Cibo e coperte calde. In questa stagione dell’anno, caratterizzata da basse temperature e neve, il Corpo Forestale dello Stato mette in atto una serie di interventi per aiutare gli animali selvatici in difficoltà.

«L’anno scorso è stato disastroso con branchi di cervi e caprioli decimati ma quest’anno l’inverno non ha portato finora né freddo né nevicate intense anche se pare stia arrivando una grande perturbazione», racconta all’Adnkronos Isidoro Furlan, comandante provinciale di Verona del Corpo Forestale dello Stato.«Per gli animali la neve è veramente il pericolo - spiega – se nevica molto i caprioli e i cervi si radunano sotto le piante e stanno lì un giorno o due mangiando i rametti dell’abete bianco. È una forma di sostentamento che consente loro di mantenere in vita la flora batterica, perché se completamente digiuni rischiano un blocco intestinale quando riescono nuovamente a mangiare». In quest’ottica, il foraggiamento è fondamentale nelle zone di montagna, con centinaia di mangiatoie distribuite sull’arco alpino.
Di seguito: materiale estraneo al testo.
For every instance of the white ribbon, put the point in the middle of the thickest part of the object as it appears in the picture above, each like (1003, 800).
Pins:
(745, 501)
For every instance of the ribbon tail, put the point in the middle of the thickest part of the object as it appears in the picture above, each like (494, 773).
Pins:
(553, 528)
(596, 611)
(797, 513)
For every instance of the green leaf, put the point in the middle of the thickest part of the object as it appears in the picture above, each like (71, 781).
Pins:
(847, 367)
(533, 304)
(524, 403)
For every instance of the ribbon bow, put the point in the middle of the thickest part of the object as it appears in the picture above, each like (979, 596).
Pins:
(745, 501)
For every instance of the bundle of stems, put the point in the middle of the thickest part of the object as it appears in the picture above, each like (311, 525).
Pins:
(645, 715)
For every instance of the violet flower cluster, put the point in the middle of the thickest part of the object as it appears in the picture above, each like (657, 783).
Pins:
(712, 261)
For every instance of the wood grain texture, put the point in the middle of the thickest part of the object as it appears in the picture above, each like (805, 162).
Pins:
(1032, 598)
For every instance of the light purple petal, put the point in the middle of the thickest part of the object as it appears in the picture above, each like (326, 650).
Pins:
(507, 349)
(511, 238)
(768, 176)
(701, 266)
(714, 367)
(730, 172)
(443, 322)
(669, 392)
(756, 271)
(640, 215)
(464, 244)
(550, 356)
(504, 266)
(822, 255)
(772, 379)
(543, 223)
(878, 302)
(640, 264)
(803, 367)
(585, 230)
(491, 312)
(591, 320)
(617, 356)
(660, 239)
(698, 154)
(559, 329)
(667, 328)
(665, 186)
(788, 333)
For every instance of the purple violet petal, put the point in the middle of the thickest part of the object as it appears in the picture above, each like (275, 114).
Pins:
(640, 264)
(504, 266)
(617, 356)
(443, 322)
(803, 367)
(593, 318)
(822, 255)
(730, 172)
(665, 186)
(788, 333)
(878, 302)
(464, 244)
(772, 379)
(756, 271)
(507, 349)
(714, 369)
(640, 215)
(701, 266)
«Le mangiatoie sono collocate già in autunno poi, in collaborazione con i guardiacaccia e il personale del Corpo Forestale, si porta una balla di fieno di 20 chili e la si mette nella mangiatoia. L’animale sente il profumo del fieno immediatamente, anche a distanza di 200-300 metri, poi passa e la vede» e «quando arriva la grande nevicata si attiva in modo automatico questo meccanismo».
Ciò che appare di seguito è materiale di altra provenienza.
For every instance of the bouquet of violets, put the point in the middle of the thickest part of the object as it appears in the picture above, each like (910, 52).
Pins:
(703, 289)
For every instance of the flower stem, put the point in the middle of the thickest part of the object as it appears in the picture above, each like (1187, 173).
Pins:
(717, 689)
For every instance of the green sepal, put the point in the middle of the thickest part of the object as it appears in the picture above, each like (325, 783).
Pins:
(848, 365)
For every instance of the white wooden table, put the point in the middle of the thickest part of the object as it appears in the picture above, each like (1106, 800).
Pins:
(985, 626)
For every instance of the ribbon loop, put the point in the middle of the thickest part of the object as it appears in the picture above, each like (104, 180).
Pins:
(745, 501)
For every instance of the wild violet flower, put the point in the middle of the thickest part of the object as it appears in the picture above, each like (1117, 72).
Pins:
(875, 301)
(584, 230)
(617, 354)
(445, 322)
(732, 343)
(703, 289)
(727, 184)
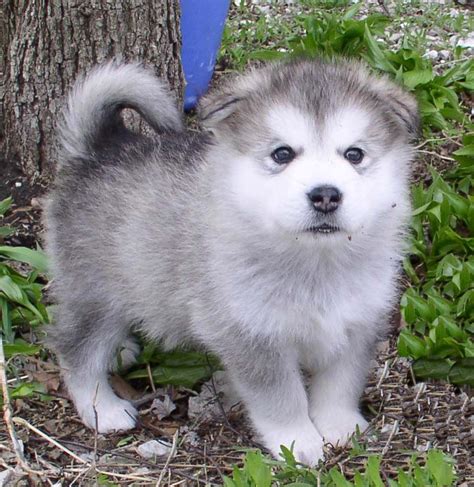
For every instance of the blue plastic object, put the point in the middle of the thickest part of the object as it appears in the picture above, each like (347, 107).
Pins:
(202, 24)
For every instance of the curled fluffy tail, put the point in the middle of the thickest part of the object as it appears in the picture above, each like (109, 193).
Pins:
(94, 105)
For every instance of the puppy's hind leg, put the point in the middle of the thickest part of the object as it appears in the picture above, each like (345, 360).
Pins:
(86, 340)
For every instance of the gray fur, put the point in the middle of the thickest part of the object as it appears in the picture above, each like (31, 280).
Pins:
(151, 234)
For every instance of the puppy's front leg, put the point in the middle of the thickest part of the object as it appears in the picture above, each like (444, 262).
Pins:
(269, 381)
(335, 392)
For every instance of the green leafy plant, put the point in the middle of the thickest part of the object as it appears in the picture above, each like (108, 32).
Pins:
(20, 295)
(439, 306)
(178, 367)
(436, 470)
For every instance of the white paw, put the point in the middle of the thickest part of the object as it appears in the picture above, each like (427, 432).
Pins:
(307, 442)
(113, 414)
(126, 355)
(337, 426)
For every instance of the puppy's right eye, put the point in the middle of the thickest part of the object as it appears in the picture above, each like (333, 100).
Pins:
(283, 155)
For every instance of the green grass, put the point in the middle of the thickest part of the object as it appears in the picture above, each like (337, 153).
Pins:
(436, 470)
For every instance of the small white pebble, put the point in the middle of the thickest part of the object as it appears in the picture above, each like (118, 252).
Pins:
(466, 42)
(433, 54)
(153, 448)
(444, 54)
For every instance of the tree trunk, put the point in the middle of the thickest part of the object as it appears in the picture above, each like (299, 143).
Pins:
(47, 43)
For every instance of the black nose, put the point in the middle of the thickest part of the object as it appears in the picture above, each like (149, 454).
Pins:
(325, 198)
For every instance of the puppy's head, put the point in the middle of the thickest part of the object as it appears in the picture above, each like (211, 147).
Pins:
(313, 148)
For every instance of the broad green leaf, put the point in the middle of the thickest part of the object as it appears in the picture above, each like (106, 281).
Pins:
(412, 79)
(36, 258)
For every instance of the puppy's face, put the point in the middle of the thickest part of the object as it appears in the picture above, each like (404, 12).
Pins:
(315, 150)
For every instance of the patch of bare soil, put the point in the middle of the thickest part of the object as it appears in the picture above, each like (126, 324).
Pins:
(406, 417)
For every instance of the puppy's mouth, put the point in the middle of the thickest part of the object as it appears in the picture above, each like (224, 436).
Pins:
(324, 228)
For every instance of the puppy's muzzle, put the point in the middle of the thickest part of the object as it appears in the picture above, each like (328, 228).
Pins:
(325, 199)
«Un altro elemento di pericolo per la fauna è dato dall’impossibilità di muoversi», spiega ancora Furlan. C’è il rischio infatti che l’animale resti ‘incastrato’ dalla neve in una sorta di «trappola spaventosa: fa avanti e indietro, si sfianca e muore di fatica. Un problema che riguarda caprioli e cervi mentre il camoscio riesce a sopravvivere perché si trova sempre nelle pareti più alte e lì la neve non rimane a lungo perché il vento la porta via». Altro problema: «Ci sono tante persone che vanno fuori pista, fanno le ciaspolate spaventando gli animali che sentono il rumore dell’uomo e scappano. Il volo di un esemplare come la pernice bianca o il gallo cedrone, che non mangia da tre giorni, può essere l’ultimo perché se viene disturbato tutto l’inverno in questo modo esaurisce tutte le energie non per mangiare ma per scappare», sottolinea il comandante provinciale di Verona. Insomma la raccomandazione è quella di «rimanere sempre all’interno delle piste da sci perché lì gli animali non si avvicinano». Quindi il «fuori pista è assolutamente sconsigliato in primo luogo perché può provocare le valanghe e poi perché si disturbano gli animali che sono nel periodo peggiore dell’anno».
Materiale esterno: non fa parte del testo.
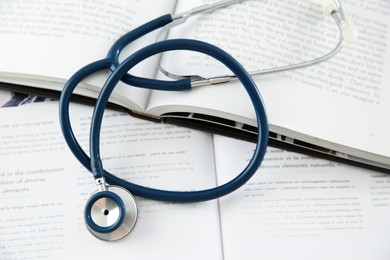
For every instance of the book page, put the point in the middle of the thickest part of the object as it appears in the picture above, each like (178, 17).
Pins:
(45, 42)
(43, 188)
(345, 99)
(301, 207)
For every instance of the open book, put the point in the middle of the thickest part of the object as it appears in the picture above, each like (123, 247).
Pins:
(295, 205)
(339, 108)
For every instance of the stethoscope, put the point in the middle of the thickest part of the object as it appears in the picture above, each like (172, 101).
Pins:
(111, 212)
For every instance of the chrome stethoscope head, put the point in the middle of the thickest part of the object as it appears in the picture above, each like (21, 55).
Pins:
(110, 213)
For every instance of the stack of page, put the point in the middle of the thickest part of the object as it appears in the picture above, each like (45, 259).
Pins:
(339, 108)
(295, 206)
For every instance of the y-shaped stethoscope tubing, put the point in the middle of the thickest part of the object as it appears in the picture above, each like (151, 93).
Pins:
(118, 73)
(192, 196)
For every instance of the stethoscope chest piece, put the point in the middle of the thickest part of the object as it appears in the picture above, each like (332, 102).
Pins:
(111, 214)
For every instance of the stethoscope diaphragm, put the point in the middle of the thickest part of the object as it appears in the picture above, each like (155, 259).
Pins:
(111, 214)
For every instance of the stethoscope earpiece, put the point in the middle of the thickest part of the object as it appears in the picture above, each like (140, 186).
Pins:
(111, 214)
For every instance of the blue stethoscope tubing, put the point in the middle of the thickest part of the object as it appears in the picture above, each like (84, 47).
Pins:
(120, 72)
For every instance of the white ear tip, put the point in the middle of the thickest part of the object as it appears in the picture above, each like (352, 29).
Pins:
(349, 31)
(328, 6)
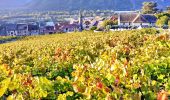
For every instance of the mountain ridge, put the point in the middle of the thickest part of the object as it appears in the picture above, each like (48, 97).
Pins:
(79, 4)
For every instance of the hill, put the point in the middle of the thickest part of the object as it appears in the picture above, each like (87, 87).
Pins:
(78, 4)
(131, 65)
(92, 4)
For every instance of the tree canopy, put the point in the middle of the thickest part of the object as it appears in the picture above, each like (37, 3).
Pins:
(149, 8)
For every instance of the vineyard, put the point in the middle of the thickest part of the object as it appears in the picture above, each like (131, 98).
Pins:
(126, 65)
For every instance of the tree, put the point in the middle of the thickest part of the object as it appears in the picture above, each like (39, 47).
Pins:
(93, 28)
(109, 23)
(162, 21)
(168, 9)
(149, 8)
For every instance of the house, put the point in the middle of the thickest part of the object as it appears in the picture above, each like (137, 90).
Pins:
(22, 29)
(69, 28)
(49, 28)
(136, 19)
(2, 30)
(33, 29)
(11, 29)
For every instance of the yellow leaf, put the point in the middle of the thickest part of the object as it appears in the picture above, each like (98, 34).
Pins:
(4, 85)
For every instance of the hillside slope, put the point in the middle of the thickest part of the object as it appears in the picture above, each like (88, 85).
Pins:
(92, 4)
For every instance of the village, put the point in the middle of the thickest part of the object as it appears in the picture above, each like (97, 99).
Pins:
(40, 23)
(124, 20)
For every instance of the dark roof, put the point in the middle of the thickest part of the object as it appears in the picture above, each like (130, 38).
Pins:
(140, 19)
(137, 18)
(69, 26)
(22, 26)
(11, 27)
(33, 27)
(150, 18)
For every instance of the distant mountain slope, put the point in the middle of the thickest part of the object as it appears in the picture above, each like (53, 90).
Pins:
(78, 4)
(92, 4)
(4, 4)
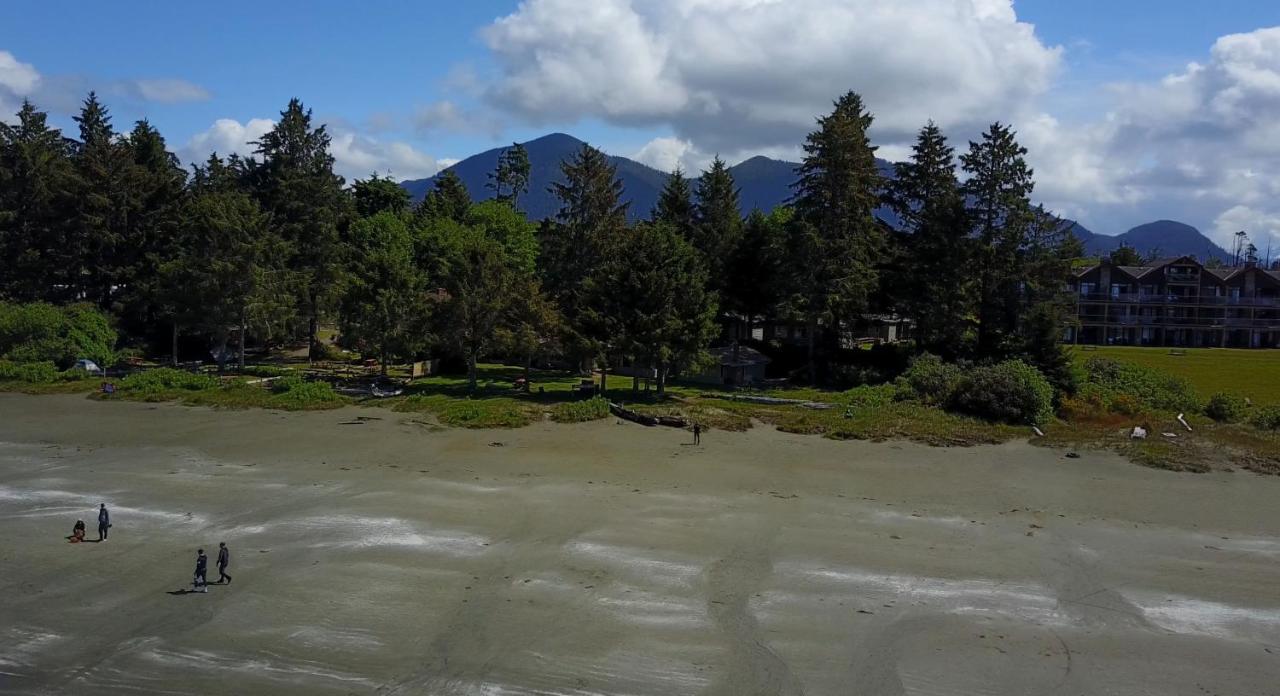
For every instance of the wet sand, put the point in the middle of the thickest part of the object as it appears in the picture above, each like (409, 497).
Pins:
(389, 557)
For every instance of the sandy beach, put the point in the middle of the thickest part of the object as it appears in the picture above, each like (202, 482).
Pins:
(374, 553)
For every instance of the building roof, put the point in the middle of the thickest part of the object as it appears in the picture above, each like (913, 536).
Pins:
(746, 356)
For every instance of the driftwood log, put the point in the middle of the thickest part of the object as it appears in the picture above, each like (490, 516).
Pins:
(645, 420)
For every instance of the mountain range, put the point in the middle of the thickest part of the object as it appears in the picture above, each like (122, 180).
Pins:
(764, 183)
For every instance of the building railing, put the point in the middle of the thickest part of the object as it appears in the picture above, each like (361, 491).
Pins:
(1139, 298)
Oltre alla neve un altro elemento di pericolo per alcune specie è rappresentato dal freddo. Anche in questo caso esistono programmi di soccorso per esemplari a rischio ipotermia. Come, per esempio, «l’istrice che esce dalla tana e trova un grande freddo, non si muove più, non ha bisogno di mangiare e sta completamente fermo anche ai margini di una strada: allora si va in soccorso con una coperta per trasportarlo in un luogo caldo dove si rimette in sesto in breve tempo». Anche «la donnola, lo scoiattolo, il ghiro e la faina – spiega l’esperto del Corpo Forestale – sono a sangue caldo e sono costretti a uscire un paio di volte al mese durante l’inverno per cibarsi e per ripulire l’intestino». Quando si trova un animale in difficoltà, però, «bisogna stare attenti e avere le dovute cautele perché potrebbero sentirsi aggrediti e aggredire a loro volta quindi è necessario rivolgersi a personale attrezzato con i guanti di pelle chiamando il 1515 del Corpo Forestale o i volontari del soccorso animali selvatici che garantiscono tutta una metodologia d’intervento contro l’ipotermia».